India’s Indian Institute of Technology (IIT) and Indian Institute of Management (IIM) campuses are on a warpath against companies who made offers to their students but backed out or postponed hirings at the last moment, leaving students in the lurch.
It makes me question whether students at institutes like the IIMs are taught about the basic principles of a free market economy and worry whether this is how they would run the companies they would eventually get hired in.
Many of the placement offers (not all) that were pulled or postponed came from companies whose business models are under severe pressure, in turn because their existence was supported by free-flowing capital and not revenues.

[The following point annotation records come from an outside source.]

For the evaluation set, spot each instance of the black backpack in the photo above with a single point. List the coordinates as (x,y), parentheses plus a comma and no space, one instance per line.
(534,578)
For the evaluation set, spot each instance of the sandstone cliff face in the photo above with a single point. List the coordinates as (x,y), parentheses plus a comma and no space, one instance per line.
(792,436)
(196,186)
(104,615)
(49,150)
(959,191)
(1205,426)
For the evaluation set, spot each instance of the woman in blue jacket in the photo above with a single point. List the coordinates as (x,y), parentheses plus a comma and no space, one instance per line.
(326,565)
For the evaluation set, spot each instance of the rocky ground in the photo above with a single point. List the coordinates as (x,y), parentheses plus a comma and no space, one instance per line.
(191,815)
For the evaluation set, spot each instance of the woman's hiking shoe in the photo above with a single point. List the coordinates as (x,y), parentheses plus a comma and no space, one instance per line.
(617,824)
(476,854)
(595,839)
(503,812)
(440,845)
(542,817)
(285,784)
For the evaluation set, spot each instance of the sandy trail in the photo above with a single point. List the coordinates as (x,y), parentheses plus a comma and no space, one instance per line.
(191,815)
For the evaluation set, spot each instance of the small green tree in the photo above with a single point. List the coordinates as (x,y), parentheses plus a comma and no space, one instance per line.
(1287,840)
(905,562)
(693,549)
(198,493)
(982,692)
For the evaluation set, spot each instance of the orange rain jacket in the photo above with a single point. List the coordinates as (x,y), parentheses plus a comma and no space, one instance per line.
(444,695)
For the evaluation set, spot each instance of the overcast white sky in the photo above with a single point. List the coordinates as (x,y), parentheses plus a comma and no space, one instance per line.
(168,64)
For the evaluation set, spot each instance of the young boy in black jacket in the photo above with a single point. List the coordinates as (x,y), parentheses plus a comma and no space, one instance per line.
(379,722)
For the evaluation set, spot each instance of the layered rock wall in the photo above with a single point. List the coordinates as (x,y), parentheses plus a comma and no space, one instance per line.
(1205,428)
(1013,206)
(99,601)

Actually, it’s more than just a revenue glitch. In many cases, I would question whether these businesses ought to exist at all. But that is my view and obviously someone sitting in the Valley sees (or saw) things differently. Good for them.
What I cannot fathom is how any student of management, particularly if you spend a few minutes on the internet every day—is not aware of these changing dynamics, including the fact that hordes of senior employees of these very companies are scrambling for the exit door.
India produces 1.5 million engineers every year. Barely 7% are employable as the India head of Dassault Systemes, Chandan Chaudhury, told me two months ago. That suggests the job market is severely skewed towards a few. Obviously, if you are from an IIT, your chances are deservedly better. But between the jobs you want and those that are on offer, there might a huge gap.
The fact is that job creation is slowing down as I wrote in this report. And it looks less encouraging for manufacturing as I pointed out in thisarticle. You might argue that the nature of jobs are shifting, which is true, but to believe that the nature of jobs are shifting to companies whose only reason for existence is a series of wild bets by VC firms is to ignore the very textbooks that are part of your course. Yes, innovation drives change, but not so fast.
The real world
In my last job, I was part of a larger media company that also made films. I recall a senior management meeting where there was a heated discussion about a well-known actor who tore up a three-film contract because the first film did resoundingly well at the box office.
The actor now wanted a higher revenue share from the next two films and the contract re-written. Amazingly, for all the legal resources that had been poured into this and other, similar, contracts, it turned out that there was little we could do.
It was an insight into doing business.
The bottomline is, stuff happens.
So even if the companies that yanked their offer letters are completely in the wrong, get used to it. This is just the beginning.
This is what the spokesperson told me:
“L&T is one of the largest recruiters of engineering students in India. While empathising with the students, we clarify that L&T Infotech had issued only Offers of Intent to prospective employees and not Letters of Appointment. This was explicitly stated in the terms of our offer. All stakeholders are clearly aware of the terms of the letter issued by us. All actions by the company were consistent with our Offers of Intent. The applicants who cleared an industry standard test duly received appointment letters to commence their training.”
And he rounded off by saying, “We continue to grow and remain committed to creating better job opportunities that build fulfilling careers and provide a platform for lifelong learning and growth.”
Do I think that this sounds like a dodge? Might be. But L&T is a blue-chip construction-to-finance major in existence from 1938, with revenues of around $15 billion as opposed to perceived market capitalisation. The company wants to be in business, arguably a little longer than the flip-as-you-go entrepreneur (no offense to them) with a one-billion-in-one-year-consumer-acquisition-via-newspaper-advertisements business plan.
To me, the fear that we want to benefit from the upsides of a socialist economy while being protected from the downsides of a free market economy is frightening, to say the least.Even more than the harm some crazy venture capitalists in the Valley can inflict upon our markets.